Accessing the HD Face properties

Let’s now get to the funny part. Every facial characteristic is a property of the Face class. Every facial point is expressed as a CameraSpacePoint (X, Y, and Z values).

var eyeLeft = face.EyeLeft;
var eyeRight = face.EyeRight;
var cheekLeft = face.CheekLeft;
var cheekRight = face.CheekRight;
var nose = face.Nose;
var mouth = face.Mouth;
var chin = face.Chin;
var forehead = face.Forehead;

Insanely easy right? Here’s the result:

Vitruvius Kinect HD Face

Even if you need to access the entire collection of vertices (more than 1000 points), Vitruvius has got you covered:

var vertices = face.Vertices;

Yeah, the result is really creepy! Don’t try it home alone!

Vitruvius Kinect HD Face Vertices

Accessing the HD Face methods

What if you need to know more about the points that form each facial feature?
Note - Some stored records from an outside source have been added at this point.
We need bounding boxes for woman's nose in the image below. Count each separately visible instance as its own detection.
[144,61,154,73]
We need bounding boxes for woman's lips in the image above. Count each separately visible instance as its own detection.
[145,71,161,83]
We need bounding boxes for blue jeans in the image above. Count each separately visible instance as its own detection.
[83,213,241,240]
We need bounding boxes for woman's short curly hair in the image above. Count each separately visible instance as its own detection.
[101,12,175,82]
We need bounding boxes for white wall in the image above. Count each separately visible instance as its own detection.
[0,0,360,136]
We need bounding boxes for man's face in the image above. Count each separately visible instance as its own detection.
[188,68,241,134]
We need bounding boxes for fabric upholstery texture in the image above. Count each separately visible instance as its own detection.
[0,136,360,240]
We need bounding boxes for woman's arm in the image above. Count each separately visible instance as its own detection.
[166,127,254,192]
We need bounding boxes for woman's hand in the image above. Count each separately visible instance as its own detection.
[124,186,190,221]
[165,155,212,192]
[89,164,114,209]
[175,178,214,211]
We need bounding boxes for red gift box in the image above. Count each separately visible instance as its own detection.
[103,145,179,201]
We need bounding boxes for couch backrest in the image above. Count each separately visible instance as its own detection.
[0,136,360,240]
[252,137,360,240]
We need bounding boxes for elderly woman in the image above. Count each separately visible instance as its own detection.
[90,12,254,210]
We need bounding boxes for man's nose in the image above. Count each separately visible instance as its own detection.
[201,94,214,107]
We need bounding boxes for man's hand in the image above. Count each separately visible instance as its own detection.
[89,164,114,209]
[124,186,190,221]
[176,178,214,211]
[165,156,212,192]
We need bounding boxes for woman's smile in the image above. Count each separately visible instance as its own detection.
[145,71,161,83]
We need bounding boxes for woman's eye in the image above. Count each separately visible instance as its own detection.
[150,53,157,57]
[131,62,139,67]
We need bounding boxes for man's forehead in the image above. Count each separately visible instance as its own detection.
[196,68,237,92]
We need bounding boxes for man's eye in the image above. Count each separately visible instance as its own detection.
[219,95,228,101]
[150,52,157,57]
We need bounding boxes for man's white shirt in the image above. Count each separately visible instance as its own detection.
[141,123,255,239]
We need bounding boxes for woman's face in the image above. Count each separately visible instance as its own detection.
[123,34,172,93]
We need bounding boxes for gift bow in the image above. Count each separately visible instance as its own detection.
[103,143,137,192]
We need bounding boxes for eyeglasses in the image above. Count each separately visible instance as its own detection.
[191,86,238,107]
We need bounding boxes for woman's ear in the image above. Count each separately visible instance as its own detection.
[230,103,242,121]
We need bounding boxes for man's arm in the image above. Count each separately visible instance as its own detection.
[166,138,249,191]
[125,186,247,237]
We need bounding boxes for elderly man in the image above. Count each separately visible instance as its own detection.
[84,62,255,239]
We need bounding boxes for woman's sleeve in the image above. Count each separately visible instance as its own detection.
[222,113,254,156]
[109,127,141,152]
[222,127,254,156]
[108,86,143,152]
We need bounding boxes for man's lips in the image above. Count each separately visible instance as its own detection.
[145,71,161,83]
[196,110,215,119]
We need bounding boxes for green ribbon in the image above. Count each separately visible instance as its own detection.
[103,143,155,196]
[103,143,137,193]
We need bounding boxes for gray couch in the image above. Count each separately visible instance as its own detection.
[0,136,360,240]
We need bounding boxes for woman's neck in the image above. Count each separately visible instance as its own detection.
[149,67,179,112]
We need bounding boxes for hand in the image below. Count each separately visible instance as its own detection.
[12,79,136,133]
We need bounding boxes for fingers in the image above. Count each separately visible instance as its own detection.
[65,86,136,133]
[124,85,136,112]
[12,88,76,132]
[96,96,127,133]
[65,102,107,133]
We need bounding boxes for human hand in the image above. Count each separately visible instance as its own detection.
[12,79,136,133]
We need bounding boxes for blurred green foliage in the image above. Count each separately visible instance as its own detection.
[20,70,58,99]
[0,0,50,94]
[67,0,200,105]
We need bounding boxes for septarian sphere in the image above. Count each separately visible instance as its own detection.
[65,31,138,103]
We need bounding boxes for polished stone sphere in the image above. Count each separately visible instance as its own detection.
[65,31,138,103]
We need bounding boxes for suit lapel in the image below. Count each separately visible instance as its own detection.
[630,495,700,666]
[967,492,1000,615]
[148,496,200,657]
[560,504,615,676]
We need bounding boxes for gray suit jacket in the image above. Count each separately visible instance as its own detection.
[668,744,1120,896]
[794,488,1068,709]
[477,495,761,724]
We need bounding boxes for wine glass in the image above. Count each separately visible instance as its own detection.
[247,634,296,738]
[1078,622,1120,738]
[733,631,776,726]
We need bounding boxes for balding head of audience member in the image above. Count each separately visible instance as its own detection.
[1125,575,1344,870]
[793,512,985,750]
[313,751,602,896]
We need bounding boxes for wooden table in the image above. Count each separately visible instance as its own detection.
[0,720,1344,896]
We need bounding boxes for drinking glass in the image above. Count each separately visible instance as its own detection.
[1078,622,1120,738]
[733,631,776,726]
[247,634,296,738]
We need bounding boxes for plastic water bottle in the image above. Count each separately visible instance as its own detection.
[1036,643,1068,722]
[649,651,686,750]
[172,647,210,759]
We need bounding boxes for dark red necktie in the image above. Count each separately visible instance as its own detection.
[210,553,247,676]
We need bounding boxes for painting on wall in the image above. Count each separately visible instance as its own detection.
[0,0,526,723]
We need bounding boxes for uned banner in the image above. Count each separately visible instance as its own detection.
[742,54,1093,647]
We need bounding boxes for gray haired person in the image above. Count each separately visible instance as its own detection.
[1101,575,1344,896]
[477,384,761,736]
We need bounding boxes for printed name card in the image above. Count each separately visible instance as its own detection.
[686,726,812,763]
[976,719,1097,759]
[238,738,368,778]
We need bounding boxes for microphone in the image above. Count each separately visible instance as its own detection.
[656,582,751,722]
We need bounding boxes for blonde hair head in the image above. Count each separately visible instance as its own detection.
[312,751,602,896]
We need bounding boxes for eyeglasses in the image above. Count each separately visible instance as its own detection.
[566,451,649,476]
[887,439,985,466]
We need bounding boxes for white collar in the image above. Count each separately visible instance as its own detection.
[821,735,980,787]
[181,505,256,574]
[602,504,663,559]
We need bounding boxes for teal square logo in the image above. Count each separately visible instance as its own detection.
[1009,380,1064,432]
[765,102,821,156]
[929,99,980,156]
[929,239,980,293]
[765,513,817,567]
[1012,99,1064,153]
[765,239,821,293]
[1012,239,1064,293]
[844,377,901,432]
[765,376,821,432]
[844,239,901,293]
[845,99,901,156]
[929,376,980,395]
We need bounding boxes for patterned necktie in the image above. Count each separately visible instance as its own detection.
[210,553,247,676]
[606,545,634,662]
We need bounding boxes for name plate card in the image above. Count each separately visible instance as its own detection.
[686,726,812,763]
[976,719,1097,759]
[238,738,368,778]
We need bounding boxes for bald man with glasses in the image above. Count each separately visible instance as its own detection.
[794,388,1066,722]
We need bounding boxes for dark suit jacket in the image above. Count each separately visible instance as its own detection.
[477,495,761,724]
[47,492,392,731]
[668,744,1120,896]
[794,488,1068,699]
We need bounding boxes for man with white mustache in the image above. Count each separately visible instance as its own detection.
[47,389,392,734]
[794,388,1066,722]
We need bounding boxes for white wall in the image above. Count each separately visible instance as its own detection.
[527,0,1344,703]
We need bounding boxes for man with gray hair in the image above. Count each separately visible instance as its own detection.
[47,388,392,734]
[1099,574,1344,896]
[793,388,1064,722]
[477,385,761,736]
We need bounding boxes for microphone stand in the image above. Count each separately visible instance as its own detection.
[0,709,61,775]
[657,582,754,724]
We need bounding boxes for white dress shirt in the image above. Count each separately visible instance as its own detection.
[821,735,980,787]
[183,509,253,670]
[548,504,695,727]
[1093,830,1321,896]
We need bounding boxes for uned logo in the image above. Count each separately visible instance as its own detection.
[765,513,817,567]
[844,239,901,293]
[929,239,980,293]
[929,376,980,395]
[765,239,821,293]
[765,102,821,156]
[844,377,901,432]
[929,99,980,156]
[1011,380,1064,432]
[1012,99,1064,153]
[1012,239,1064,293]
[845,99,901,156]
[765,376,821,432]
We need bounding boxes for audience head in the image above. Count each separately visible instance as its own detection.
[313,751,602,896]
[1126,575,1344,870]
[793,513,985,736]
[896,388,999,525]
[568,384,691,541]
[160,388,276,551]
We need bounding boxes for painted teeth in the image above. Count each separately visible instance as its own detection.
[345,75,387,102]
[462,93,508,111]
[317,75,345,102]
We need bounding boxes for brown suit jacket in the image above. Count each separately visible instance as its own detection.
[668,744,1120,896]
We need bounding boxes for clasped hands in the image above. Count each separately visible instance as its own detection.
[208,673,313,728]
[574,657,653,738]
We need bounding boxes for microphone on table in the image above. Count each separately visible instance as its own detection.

For example, what if you need to get the outline of the eyes or the mouth? For such purposes, the Face class includes the following methods:

var eyeLeftOutline = face.EyeLeftPoints();
var eyeRightOutline = face.EyeRightPoints();

This is the result of drawing the contour of each eye, after calling the EyeLeftPoints() and EyeRightPoints() methods:

Vitruvius Kinect HD Face Outlines

Converting from 3D to 2D coordinates

Accessing the HD Face features as a list of CameraSpacePoints gives you all the information about the 3D coordinates. To display those points in the 2D screen space, though, you’ll need to convert the 3D coordinates into 2D coordinates.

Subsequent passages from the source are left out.